The Blue Hotel Irony

The Stove

A stove (heater) in a story normally functions narratively as a symbol of protective warmth from the cold outside and the comfort of domestication. In this case, however, the stove is more an ironic symbolic in which its protective qualities is on the verge of an incendiary explosion that will annihilate all claims to the comforts of domestication.

"This registers the amount of your purchase."

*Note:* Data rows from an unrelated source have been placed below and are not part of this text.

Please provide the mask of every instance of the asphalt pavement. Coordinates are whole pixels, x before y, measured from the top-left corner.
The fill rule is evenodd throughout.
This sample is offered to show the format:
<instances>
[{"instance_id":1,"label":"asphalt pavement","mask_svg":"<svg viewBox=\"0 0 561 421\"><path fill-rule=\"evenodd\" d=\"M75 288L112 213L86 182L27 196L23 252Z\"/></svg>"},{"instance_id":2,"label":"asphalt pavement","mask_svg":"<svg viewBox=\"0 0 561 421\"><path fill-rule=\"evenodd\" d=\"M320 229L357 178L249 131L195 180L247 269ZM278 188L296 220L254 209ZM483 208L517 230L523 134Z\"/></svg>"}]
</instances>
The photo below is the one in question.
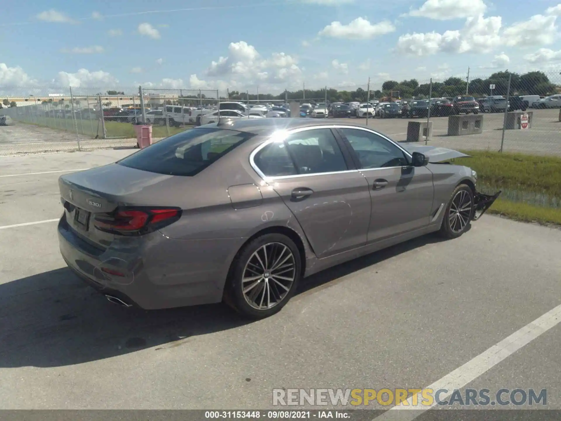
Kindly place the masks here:
<instances>
[{"instance_id":1,"label":"asphalt pavement","mask_svg":"<svg viewBox=\"0 0 561 421\"><path fill-rule=\"evenodd\" d=\"M130 152L0 162L0 409L266 409L273 388L450 376L460 388L546 388L561 409L561 230L485 215L458 239L426 236L317 274L258 322L222 304L129 311L65 267L56 221L63 171ZM465 365L490 349L503 356Z\"/></svg>"}]
</instances>

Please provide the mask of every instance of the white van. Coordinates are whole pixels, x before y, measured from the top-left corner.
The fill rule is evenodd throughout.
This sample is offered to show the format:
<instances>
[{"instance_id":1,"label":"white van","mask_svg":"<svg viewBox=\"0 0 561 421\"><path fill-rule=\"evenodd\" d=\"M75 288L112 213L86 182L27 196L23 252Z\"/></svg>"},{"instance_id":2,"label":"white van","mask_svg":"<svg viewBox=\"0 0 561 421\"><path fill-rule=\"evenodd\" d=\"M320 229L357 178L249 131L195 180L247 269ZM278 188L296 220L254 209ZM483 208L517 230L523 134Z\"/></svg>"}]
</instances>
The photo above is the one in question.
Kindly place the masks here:
<instances>
[{"instance_id":1,"label":"white van","mask_svg":"<svg viewBox=\"0 0 561 421\"><path fill-rule=\"evenodd\" d=\"M191 115L191 109L189 107L180 107L178 106L165 106L163 111L164 118L169 122L170 126L185 126L188 124Z\"/></svg>"},{"instance_id":2,"label":"white van","mask_svg":"<svg viewBox=\"0 0 561 421\"><path fill-rule=\"evenodd\" d=\"M531 107L536 101L539 100L539 95L521 95L520 99L523 101L528 101L528 107Z\"/></svg>"}]
</instances>

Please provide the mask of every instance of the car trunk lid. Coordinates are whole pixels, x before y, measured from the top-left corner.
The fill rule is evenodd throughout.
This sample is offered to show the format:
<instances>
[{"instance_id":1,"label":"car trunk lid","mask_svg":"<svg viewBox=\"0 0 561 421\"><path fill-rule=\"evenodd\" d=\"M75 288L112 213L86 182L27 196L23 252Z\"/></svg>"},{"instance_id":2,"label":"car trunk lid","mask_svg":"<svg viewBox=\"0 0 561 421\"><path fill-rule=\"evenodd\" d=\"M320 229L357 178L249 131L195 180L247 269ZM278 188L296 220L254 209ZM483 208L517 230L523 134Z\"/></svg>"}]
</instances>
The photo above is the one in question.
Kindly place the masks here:
<instances>
[{"instance_id":1,"label":"car trunk lid","mask_svg":"<svg viewBox=\"0 0 561 421\"><path fill-rule=\"evenodd\" d=\"M111 244L114 235L95 228L96 218L111 219L118 207L137 200L141 191L145 194L148 187L171 177L118 164L61 176L58 185L66 222L82 240L104 250ZM151 199L158 200L157 196Z\"/></svg>"}]
</instances>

The motto situated atop the cash register in the saloon takes on tragic irony with the image presented by the author of the Swede’s cold, dead eyes seemingly registering its corrosively cruel message as his corpse lies alone and unattended.

The Swede's Suspicions

The Easterner muses that the Swede’s psychologically out-of-sync behavior is due to arriving in the west after having read too many romanticized accounts in dime novels. As a result, he expects things to be like they are in these novels; where danger lurks behind every draw of the cards or brush of the holster. The only problem is that inside the hotel, the card game is played just for fun and nobody is even wearing a holster. If the Easterner is right—and it is only his theory one can go on—then the Swede has shown up expecting things to suddenly get dangerous and violent so the meat of the story cuts along two planes of irony: the real west is nothing like the Swede expects to find AND it is more dangerous.

Except that...

Some time after central events, the Cowboy and the Easterner meet again and discuss the events with the Cowboy musing that the Swede would still be alive today if only he hadn’t done one thing: accuse Johnnie Scully of cheating. Such an explanation would surely make it much easier to deal with the way things turned out for the Cowboy, except that…Johnnie Scully was cheating, according to the Easterner.

Self-Fulfilling Prophecy

The ultimately irony of the story is that the Swede’s early inexplicable assertion “"These men are going to kill me” is a self-fulfilling prophecy. Whether, as the Easterner surmises, the Swede’s pathology is circumscribed by reading too many dime novels or not, he arrives already predisposed to suspicion and paranoia. In turn, he reacts with suspicion that spreads the paranoia outward in the process he manages to transform what is to all outward appearances a perfectly average evening with perfectly average people into scene from a dime novel.